On November 12, 2024, the Sara and Sam Schoffer Holocaust Resource Center generously welcomed in Raymond Polak, a child of Holocaust survivors, to share his testimony of resistance, survival and resilience. He was able to educate attendees on the Holocaust and the individuals that survived, as well as the many that lost their lives.

The story of his parents began after they were both sent to Gurs Internment Camp — one of the nearly 50,000 concentration camps. There, his father served food to women and children and shared a deep connection with Polak’s mother, who he would instruct to wait until after everyone had eaten in order to get the most nutritious food at the bottom of the pot. Gurs was not a death camp, but was a placeholder to keep Jewish individuals under Nazi control before sending them to their death. In this camp, Polak’s father discovered from members of the French resistance that they would be sent to Auschwitz and killed. In hopes to save their life, Polak’s mother and father climbed over the barbed wire and fled, destroying their identity and living in the South of France, where Polak was eventually born. They went on to continue their lives, but they were forever altered — having lost many loved ones unknowing of their fate due to the deception of the Nazis. Nonetheless, they continued to make an impact.

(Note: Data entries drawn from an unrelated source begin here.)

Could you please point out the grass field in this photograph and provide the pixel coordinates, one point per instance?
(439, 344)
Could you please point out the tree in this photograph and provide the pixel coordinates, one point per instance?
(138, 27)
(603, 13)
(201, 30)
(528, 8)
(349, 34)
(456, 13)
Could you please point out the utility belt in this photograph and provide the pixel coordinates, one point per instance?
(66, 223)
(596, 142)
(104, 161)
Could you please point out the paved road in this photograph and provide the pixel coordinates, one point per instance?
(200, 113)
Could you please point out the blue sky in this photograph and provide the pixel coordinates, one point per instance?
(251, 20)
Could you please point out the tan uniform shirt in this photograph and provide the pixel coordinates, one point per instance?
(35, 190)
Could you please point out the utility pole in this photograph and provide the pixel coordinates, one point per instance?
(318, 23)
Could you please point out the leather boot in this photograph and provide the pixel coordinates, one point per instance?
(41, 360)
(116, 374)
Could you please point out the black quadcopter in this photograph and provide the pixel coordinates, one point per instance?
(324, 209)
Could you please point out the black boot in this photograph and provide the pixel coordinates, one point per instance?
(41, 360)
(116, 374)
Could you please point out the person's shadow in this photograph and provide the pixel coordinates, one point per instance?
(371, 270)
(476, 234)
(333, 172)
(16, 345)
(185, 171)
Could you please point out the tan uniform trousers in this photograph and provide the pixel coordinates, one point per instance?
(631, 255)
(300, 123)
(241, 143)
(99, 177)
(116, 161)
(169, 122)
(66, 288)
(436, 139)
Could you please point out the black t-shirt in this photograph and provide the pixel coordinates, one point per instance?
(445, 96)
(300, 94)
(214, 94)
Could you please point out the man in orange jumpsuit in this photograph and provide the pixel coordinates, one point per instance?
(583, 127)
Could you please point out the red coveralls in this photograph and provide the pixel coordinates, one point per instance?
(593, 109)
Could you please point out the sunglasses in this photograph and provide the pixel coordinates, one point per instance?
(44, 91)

Polak’s father dedicated the rest of his life to anti-fascism, but this dangerous work eventually led to him getting captured again in Belgium and forced to work in the Buchenwald camp. He continued to survive, and was liberated in 1945, but the conditions of his life had led to his death shortly after his release. Polak’s mother lived to be 94, but she did not share her story to her child until he was in his 40’s. Ever since, Polak, now 82, has proudly spoken out against anti-semitism, and shares the admirable lives and strength from his mother and father. When sharing their story, he reflects that “My mother says I had helped save her life, but of course she saved my life.” It is because of her, Polak is now able to educate others and bring awareness to the other stories of resistance. He wants students to value their education and to be a part of the change, ensuring the world remembers the Holocaust through the phrase, “never again.”